For instance, 41 percent of the Railside students had taken calculus by the end of 12th grade, compared with 29 percent of the students at each of the other schools.
Ms. Boaler pointed out that the study contains an important caveat: The students’ test-score improvements were limited to researcher-developed exams and tests administered by the schools’ respective districts. On California’s state-mandated tests, Railside students did no better than those in demographically similar schools.
Wayne K. Bishop, a mathematician at California State University-Los Angeles, and a critic of innovation-oriented math education programs, said such disparities on the different exams may be cause for skepticism. He also said the results of the study could be meaningless, given that the schools were unidentified, leaving independent researchers with no means to cross-check the testing data.

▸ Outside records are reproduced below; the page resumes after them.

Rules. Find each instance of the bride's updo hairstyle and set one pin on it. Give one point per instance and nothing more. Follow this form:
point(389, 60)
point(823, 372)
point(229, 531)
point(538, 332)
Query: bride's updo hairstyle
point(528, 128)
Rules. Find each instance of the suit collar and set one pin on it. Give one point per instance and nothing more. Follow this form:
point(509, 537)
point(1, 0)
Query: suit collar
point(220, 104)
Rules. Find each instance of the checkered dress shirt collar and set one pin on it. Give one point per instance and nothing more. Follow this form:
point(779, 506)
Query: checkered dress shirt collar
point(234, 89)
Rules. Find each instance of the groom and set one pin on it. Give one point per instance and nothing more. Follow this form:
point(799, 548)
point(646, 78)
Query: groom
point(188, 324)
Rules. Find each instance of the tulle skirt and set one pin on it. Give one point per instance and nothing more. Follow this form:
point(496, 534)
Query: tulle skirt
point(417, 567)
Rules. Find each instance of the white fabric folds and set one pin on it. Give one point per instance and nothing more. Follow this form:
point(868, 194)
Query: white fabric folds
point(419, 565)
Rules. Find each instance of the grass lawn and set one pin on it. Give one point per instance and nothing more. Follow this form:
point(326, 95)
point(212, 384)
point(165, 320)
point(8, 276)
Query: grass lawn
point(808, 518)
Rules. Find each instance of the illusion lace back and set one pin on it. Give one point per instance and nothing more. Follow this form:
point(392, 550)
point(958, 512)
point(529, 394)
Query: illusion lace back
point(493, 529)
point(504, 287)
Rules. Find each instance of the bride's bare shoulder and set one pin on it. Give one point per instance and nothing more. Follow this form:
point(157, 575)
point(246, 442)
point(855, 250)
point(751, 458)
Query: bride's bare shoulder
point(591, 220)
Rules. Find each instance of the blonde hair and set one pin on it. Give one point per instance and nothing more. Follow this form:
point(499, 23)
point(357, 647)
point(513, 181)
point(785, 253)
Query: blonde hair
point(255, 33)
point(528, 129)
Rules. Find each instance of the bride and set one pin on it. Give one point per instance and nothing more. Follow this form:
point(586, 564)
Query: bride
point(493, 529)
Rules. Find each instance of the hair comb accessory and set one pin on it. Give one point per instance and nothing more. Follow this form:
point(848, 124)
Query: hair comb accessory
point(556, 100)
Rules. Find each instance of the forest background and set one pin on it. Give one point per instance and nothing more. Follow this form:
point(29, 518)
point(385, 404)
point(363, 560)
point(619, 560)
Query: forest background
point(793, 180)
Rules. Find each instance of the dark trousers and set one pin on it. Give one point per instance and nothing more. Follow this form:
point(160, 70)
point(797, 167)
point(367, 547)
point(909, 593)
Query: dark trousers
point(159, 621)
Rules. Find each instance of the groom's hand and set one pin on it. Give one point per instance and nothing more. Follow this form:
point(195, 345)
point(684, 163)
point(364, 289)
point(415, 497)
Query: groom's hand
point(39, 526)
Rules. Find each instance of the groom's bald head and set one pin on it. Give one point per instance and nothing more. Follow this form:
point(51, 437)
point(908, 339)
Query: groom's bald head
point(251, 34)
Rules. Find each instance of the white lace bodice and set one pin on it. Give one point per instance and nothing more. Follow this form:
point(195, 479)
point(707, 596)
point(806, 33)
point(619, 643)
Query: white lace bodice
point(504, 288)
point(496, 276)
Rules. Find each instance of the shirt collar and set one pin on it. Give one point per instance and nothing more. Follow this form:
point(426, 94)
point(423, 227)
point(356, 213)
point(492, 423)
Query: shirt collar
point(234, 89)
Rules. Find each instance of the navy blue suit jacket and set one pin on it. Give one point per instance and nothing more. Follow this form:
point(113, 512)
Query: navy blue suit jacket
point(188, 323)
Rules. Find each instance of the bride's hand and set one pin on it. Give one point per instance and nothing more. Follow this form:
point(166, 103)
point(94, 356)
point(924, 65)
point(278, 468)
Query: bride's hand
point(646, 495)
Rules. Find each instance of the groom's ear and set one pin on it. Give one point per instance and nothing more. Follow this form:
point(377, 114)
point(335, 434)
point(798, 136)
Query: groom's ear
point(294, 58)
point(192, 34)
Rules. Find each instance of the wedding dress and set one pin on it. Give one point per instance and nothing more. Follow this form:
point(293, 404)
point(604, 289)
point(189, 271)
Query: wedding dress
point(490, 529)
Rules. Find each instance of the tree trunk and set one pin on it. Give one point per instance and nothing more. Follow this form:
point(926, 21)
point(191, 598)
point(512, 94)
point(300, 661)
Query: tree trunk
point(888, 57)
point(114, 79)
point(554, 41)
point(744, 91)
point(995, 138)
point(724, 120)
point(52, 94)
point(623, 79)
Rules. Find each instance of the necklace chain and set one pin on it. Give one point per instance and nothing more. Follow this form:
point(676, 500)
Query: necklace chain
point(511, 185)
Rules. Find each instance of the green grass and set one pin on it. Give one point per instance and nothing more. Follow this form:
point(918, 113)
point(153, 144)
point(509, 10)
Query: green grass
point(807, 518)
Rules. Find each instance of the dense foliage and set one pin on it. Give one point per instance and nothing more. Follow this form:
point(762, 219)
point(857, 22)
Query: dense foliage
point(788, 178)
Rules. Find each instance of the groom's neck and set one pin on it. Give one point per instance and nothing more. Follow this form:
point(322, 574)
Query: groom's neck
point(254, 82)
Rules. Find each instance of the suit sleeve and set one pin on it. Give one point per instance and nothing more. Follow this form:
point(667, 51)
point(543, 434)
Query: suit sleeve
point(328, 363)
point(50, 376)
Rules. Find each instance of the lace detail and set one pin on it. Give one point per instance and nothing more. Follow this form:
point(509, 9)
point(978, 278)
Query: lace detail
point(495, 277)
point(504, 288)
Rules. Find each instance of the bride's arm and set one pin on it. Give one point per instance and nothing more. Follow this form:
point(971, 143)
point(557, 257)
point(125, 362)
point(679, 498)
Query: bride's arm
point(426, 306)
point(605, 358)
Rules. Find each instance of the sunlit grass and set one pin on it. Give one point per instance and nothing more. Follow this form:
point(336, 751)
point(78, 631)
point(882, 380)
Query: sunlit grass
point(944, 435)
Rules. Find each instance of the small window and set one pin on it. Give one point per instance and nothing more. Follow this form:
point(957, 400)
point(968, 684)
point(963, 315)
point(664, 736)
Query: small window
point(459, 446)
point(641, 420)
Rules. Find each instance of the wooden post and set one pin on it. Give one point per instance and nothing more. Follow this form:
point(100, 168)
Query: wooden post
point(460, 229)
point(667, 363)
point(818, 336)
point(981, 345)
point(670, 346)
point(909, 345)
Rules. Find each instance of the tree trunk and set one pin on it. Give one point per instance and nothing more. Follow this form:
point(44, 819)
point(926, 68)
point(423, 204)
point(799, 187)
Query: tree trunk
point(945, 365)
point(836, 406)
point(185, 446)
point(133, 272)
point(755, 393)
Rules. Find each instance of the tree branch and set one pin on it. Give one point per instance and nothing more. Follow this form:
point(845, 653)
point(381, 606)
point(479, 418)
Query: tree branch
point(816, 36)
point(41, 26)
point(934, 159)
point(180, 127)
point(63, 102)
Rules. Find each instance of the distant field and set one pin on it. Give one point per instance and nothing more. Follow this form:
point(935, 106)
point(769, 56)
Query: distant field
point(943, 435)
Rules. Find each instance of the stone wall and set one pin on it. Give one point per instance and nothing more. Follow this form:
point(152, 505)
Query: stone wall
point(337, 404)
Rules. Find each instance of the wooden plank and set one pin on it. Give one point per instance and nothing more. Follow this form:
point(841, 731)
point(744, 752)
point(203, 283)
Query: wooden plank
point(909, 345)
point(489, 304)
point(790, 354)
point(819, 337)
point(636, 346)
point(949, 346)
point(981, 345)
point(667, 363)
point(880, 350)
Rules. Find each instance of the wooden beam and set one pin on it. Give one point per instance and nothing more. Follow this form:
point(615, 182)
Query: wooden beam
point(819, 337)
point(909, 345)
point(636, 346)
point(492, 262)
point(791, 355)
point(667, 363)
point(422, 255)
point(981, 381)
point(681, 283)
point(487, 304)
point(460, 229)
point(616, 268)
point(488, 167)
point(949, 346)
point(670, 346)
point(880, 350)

But Ms. Boaler said she suspects that the disparities arose because of the “linguistic demands” embedded in the state math exam.
“It’s very hard for kids who are English-language learners,” she said, noting that students had complained that they didn’t know the meaning of words, such as “soufflé,” that were used on the tests. Likewise, students who scored low on those tests also did poorly on the state’s language arts test.
For her own assessments, Ms. Boaler borrowed equal numbers of questions taken from each of the teaching approaches the schools used.
Also, unlike the other schools, Railside’s math teachers taught in 90-minute, semester-long classes and incorporated general teaching approaches that were designed to even out social-status differences between students.
Financed with a $500,000 grant from the National Science Foundation, the study has not yet been published.